Power-sniffing Washington Post political reporter Ben Terris interviewed the Morning Joe crew for a Wednesday front-pager in the Style section on their cozy relationship with the president-elect. The headline was "For Joe, Trump tunes in." Terris highlighted criticism from the left (and kooky left), not the right, about their closeness to Trump.
It’s fun to see Scarborough attack Andrea Mitchell and Chris Matthews for having close Democratic friends. But the most mysterious quote was Mika Brzezinski denying her team can be defined as journalists:
It’s an odd position, advising and reporting upon a president, sometimes on the very same topic. It’s engendered some bad feelings within NBC News, and it put targets on the backs of Scarborough and his longtime co-host Mika Brzezinski. Trump has referred to the duo as “supporters” and thanked them for helping make him “almost as a legendary figure.”

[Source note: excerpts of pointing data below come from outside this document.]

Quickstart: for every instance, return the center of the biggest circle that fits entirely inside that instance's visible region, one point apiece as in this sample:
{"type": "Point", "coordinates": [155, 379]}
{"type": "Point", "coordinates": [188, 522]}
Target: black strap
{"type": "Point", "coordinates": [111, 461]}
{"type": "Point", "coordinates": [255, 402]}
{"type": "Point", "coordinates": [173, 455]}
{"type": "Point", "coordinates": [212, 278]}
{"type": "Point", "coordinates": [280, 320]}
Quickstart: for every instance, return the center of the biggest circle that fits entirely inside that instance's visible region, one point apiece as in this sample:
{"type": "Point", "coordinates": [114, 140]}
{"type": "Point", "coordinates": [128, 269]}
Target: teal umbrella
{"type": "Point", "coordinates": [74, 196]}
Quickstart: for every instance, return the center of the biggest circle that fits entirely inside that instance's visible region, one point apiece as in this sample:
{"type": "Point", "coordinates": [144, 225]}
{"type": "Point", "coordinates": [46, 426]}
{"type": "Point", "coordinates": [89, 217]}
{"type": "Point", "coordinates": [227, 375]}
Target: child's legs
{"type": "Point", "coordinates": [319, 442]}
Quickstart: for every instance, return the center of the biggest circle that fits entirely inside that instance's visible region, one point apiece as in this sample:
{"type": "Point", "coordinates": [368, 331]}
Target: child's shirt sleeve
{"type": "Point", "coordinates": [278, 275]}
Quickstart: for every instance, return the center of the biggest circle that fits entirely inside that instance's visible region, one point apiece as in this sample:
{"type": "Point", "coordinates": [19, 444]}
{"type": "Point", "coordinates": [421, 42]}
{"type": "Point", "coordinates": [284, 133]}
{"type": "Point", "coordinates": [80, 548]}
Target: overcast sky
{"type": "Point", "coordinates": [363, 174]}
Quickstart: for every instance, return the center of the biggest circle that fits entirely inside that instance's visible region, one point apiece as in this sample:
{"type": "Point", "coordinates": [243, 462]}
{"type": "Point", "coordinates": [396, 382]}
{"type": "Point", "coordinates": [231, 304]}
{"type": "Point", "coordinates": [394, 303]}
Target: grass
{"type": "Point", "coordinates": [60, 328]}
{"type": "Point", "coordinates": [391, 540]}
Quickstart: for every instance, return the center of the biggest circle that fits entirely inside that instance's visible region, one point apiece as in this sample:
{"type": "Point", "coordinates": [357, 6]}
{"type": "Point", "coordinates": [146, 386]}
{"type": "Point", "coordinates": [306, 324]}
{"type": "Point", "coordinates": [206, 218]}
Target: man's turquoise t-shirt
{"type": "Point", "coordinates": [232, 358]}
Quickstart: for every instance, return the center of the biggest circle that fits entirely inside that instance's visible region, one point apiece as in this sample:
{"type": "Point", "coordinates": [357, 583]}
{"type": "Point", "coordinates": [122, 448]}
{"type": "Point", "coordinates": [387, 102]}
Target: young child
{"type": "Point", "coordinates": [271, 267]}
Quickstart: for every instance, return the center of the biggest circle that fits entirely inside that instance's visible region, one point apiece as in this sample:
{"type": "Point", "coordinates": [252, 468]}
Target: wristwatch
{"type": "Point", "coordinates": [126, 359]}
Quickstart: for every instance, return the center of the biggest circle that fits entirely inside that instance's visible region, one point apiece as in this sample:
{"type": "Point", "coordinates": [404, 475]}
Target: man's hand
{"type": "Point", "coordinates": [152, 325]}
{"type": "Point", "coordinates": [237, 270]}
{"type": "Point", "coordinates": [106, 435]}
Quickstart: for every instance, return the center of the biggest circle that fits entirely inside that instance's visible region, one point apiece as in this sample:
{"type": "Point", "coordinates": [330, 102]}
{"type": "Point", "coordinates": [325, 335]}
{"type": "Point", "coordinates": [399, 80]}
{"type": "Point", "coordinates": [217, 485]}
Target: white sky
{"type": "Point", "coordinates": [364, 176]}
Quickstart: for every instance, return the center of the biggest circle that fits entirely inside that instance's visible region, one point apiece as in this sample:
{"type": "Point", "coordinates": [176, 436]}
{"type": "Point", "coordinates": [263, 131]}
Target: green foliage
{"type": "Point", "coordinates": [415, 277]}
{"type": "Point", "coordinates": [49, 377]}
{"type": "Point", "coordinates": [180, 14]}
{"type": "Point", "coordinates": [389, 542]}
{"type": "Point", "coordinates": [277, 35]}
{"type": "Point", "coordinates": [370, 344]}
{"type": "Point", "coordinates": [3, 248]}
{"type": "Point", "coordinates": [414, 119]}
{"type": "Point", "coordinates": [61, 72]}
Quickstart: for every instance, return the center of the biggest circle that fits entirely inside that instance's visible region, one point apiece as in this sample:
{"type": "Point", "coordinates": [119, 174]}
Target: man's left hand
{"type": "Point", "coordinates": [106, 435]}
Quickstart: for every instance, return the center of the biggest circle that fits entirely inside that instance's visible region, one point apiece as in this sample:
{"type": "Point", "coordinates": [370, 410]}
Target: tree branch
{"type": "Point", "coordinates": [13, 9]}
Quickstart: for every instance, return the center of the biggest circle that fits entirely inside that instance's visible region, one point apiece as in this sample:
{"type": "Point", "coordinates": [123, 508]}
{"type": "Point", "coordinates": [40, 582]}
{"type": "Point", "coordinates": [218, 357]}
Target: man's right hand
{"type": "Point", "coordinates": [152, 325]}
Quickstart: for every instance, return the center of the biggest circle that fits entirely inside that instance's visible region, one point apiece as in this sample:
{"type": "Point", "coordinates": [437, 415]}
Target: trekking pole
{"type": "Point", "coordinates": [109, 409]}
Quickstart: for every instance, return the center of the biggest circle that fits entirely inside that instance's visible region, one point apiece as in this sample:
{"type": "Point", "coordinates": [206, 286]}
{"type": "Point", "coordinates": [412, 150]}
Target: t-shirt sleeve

CNN rival Chris Cuomo called them “boosters”; liberal MSNBC alumnus Keith Olbermann compared the host to Franz von Papen, the German chancellor who eased Hitler’s rise to power. [!]
Scarborough views the criticism as “hypocritical,” he said. “Andrea Mitchell is friends with everyone in D.C. Chris Matthews is friends with people who have run for president of the United States.” No one seemed to mind, he said, that he [Matthews] had off-the-record conversations with President Obama or considers Obama’s campaign strategist David Axelrod a friend.
So “why in the world,” he complained during an interview at their 30 Rockefeller Center studio, “would this suddenly concern people?”
“It’s because they are unfair and mean and jealous,” Brzezinski said as she slid into a seat next to him
She maintains that just because they build sources and conduct interviews with newsmakers doesn’t mean they should be held to the rigid standards of journalism. “If you're going to call us journalists,” said Brzezinski, who came up through the ranks as a CBS reporter before joining the pundit class, “you can take every tenet of journalism and show that we’re breaking it.”
I don’t think that’s a sentence you’ll see in an MSNBC promo. Terris wisecracks that finally, Scarborough’s massive ego and his actual influence have aligned:
Scarborough insists this is nothing new for him, that the nation’s “influencers” have always watched his show. It’s a studied bit of nonchalance from a host who has never been known for his humility. But for once, it suddenly seems possible that Scarborough’s levels of ego and clout may be in alignment.
“Trump has been watching Joe for 15 years,” Willie Geist, one of Scarborough’s co-hosts, said in a phone interview. “He got his sense of politics and the world from Morning Joe.”
Except Morning Joe has only been on for nine years. (Before that, he was on at night with Scarborough Country.) It’s more than a bit insulting to insist Trump had no sense of “politics and the world” until he was 61.